そこにいたのは、つい最近、長い単身赴任から帰ってきたばかりの父、翔羽であった。


「あ…お父さん…」


精神的な疲弊に襲われているためか、どこか元気のない声になってしまう涼羽。

そんな涼羽を気遣うかのように、翔羽が息子である涼羽の元へと近づいてくる。


「どうした?えらく疲れているじゃないか」


自分の胸の辺りまでしかない、小柄な息子を見下ろしながら…

その華奢な肩に手をかけ、心配そうに覗き込む。


「大丈夫…今日はクラスメイトといっぱい会話しちゃったから…こういうの、慣れてなくて…ちょっと疲れただけ…」


たどたどしくも、今日学校であったことを端的に伝え、問題ないと言い張る涼羽。

そんな涼羽に、翔羽は…


「何!?それは大変だ!!」


大げさとも言えるリアクションを見せた後、すぐさま涼羽に背中を向け…

半ば強引にその華奢で軽い身体を背負い、両膝の裏を両腕で抱え込む。


いわゆる、おんぶだ。


「!ちょ、お父さん!だ、大丈夫だから!」


いきなりの父の行為に、当然ながら涼羽は慌てる。

自覚していない部分でも結構な疲弊度があるのだが、自分は大丈夫だと言い切り…

どうにか、降ろしてもらおうとする。


「うわ…涼羽、お前、ホントに軽いな。
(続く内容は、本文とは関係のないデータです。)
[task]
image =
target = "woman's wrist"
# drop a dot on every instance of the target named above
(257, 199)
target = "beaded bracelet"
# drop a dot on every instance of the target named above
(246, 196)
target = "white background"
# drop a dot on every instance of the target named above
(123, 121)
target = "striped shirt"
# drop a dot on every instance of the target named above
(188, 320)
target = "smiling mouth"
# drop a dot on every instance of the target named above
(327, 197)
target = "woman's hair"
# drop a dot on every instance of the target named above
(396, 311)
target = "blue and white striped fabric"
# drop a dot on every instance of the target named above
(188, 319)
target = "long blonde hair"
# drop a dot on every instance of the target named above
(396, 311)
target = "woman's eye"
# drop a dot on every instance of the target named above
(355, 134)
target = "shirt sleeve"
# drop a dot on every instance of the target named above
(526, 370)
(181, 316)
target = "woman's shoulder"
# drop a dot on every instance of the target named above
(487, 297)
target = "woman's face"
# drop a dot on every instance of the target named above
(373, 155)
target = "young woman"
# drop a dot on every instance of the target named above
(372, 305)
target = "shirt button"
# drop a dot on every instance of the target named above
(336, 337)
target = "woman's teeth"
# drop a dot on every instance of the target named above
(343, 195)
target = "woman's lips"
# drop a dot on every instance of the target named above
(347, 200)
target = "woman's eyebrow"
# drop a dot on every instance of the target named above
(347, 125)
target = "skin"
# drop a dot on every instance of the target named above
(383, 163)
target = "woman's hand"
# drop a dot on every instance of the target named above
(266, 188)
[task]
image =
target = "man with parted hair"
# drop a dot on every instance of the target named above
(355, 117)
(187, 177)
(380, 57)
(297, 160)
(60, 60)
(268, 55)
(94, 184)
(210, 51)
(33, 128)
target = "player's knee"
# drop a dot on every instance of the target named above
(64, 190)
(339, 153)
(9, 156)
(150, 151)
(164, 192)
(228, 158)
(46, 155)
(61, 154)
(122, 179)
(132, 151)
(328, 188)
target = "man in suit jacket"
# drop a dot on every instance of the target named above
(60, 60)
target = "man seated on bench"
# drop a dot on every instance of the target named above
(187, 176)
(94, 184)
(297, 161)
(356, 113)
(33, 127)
日頃、あんなに食ってるのに」


だが、父、翔羽はそんな息子の言葉などまるでなかったかのようにスルー。

その背中にかかる重みのなさに、驚いてしまう始末だ。


実家に帰ってきてから、息子である涼羽と、娘である羽月の食べっぷりを目の当たりにしていることもあって、余計に驚いているのかも知れない。


「!べ、別にいいじゃない!そんなこと!それよりも、早く降ろして…」

「なんだ?たまにはいいじゃないか」

「よくない!俺もうすぐ大人の仲間入りするんだから!」


自分が男である意識が強く、ましてやもうすぐ高校を卒業して大人の仲間入りをしていく年頃の涼羽。

そんな涼羽であるがゆえに、こうした小さい子供のような扱いは決して好まないのだろう。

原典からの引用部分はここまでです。